Lead Laced Lipstick


There is a lie in li(f)e and a deceitfulness in the vein the media reflects it. The pulse of our nation beats to the rhythm of a hegemonic doctrine. Societies consume “necessary” fictions so to protect the fragility of the fabricated reality within which they live.  Gender roles are said to be innate in order to justify the economic inequality that is extrapolated to sex.  An attempt to determine the origins behind women’s social subordination can be as difficult as trying to nail blood pudding to a wall. The splintered feminist discourse suggests the roles of politics and the mainstream media as prominate players, however hidden beneath the flesh of the problem is the psychological prison of the ‘beauty myth’. Stripping women of their power, the societal pressure to be beautiful in America deteriorates sentiments of self worth and robs many of their sense of control. The mass neurosis of women starving themselves skinny while struggling to remain youthful fuels the economy, not through participation but through the excessive consumption of insecure females.  Yet this perverse phenomenon is a fairly recent one that was only truly recognized over a decade ago by feminist Naomi Wolf.  Therefore, a theoretical framework must first be constructed in order to position the historical evolution of the beauty myth within the context of the capitalist system.  The socioeconomic pressure to be beautiful has been a catalyst to the growth of the cosmetic and diet industries as well as consumption practices rooted in fetishism rather then necessity.  Using the tabloidization of the media as postmodern paradigm for the ‘beauty myth’, I will recontextualize the discourse originally formulated by Noami Wolf’s so to better suit the present.

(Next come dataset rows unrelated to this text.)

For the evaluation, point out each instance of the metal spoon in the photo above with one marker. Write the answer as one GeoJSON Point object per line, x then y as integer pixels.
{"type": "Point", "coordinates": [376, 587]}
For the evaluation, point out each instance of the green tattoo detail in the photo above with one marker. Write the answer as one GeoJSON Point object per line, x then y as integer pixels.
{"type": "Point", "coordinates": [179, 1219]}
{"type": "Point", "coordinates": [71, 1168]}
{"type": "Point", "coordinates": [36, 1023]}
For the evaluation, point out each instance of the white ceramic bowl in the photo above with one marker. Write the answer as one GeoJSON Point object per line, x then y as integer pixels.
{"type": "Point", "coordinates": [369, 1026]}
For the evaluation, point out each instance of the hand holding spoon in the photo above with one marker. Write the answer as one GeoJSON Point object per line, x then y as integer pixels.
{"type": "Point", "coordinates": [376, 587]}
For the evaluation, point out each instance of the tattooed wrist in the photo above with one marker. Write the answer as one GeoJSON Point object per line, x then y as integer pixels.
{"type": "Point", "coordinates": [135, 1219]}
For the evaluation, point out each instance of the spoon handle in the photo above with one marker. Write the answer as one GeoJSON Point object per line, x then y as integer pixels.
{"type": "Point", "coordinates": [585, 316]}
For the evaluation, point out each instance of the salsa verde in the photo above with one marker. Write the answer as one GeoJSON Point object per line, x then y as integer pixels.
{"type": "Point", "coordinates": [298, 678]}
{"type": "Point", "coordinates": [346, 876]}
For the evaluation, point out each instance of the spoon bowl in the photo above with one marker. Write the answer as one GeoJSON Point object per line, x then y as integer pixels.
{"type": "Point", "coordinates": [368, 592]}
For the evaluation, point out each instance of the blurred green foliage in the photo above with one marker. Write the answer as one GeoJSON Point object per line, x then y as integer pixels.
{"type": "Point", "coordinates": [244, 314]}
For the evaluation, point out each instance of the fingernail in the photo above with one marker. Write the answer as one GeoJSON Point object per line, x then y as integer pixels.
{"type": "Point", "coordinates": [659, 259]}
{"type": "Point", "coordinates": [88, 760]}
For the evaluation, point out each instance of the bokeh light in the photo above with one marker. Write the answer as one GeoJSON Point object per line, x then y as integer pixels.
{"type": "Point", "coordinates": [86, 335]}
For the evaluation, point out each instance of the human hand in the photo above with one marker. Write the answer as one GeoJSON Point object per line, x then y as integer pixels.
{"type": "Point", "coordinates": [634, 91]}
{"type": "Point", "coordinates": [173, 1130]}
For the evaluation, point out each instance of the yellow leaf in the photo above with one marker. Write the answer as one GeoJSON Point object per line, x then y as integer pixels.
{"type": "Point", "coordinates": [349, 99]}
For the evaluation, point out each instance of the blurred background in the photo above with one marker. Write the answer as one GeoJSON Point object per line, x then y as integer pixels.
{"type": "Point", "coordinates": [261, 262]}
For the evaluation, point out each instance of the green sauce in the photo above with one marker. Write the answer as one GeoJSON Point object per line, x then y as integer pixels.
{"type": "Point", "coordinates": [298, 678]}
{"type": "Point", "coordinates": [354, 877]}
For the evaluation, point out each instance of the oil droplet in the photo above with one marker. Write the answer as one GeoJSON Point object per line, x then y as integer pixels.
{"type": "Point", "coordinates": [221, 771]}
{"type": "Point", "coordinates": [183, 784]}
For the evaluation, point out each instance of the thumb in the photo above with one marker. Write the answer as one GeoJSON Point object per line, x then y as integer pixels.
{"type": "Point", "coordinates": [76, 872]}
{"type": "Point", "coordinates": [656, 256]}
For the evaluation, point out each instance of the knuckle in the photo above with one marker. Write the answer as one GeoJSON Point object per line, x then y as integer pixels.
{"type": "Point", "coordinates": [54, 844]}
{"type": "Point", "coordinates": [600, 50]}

In order to understand the present one must look towards the past.  World War II triggered the transition of women’s experience from the domestic sphere to that of the work.  However, as the horrific war came to a close in August of 1945, the men whose absence facilitated women’s presence in the industrial field returned home to reclaim their jobs.  The country faced an economic and social predicament.  As the backbone of the wartime economy, women had more freedom than they ever had before and sure enough 75% of women opted to continue working after the war. It was as if ‘Pandora’s Box’ had been opened.  The patriarchic system, realizing the implausibility of female re-domestication, reluctantly allowed many women to keep their jobs in the post-war economy.

Statistically earning more money prostituting their bodies rather than using their minds, women have been an underpaid and undervalued part of the work force from the onset. Ensuing World War II, women’s new visibility in the economic sphere complicated the notion of gender roles. Questions of equality rose in response to the disparity in wages earned for parallel tasks.  An effort, perhaps in vein, was made to create a new space for the female labor pool that would keep women in subordinate positions where no justification was needed for their lower salary. The “qualities that best serve employers in such a labor pool’s workers are: low self esteem, a tolerance for dull repetitive tasks, lack of ambition, high conformity, more respect for men (who manage them) than women (who work beside them), and little sense of control over their lives” (26 Wolf 1991).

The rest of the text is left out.